そんなに?!とまたディオスだけでなく双子揃ってアランの言葉に大きく食いつく。

説明を終えた後も気軽に質問を上げては話題が広がり続ける集団を、ロデリックも先導だけしながらも荷が降りたのを自覚する。

最初に自分の話題になったのは事故みたいなものだが、それだけ暇を彼らに与えてしまったのは間違いなく自分の責任だと考える。今まで自分が騎士団に入団してから、騎士団長自ら貴族でも王族でもない庶民の子ども相手に案内役を担うことなどなかったからこその穴だった。

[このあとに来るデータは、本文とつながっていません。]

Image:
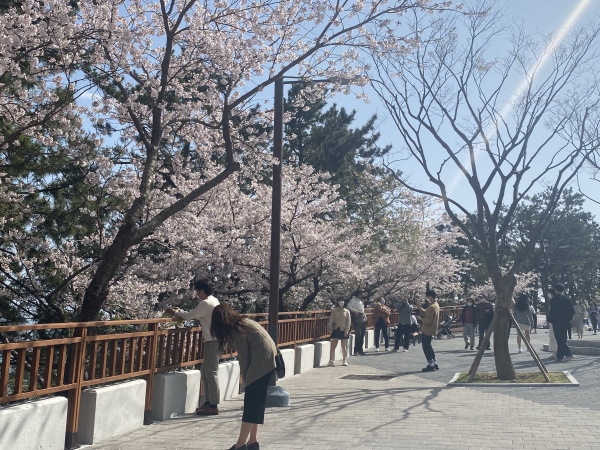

今は自分の話題どころか脱線する暇もないほどに、ファーナム兄弟は演習場内の全てに興味を示している。


「気にするな、ロデリック。少なくとも一度は子ども相手にも飽きさせず案内できたことがあるじゃないか」

「……あれは騎士団長としてではなかったからな……」

また自分の頭を覗いて気遣ってくるクラークに肩を叩かれながら、ロデリックは遠い昔のことを思い出し長く深い息を吐き出した。

やはりクラークに任せるべきだったか、とも思うがあくまで王族訪問という点から騎士団長である自分が出るべきだという判断は間違っていない。

今更ながら、プライドの極秘視察にも万が一講師役が自分になっていたらわりと苦労したかもしれないと密かに思う。


若干落ち込んでいるようにも疲労しているようにも見えるロデリックに、クラークも喉で笑いながら叩いて労った。

昔からロデリックがそういったことが不得意であることはよく知っている。


騎士団長としての任は完璧にやり通している彼が、まさか子ども相手に苦戦させられるなどそれ自体が珍事だった。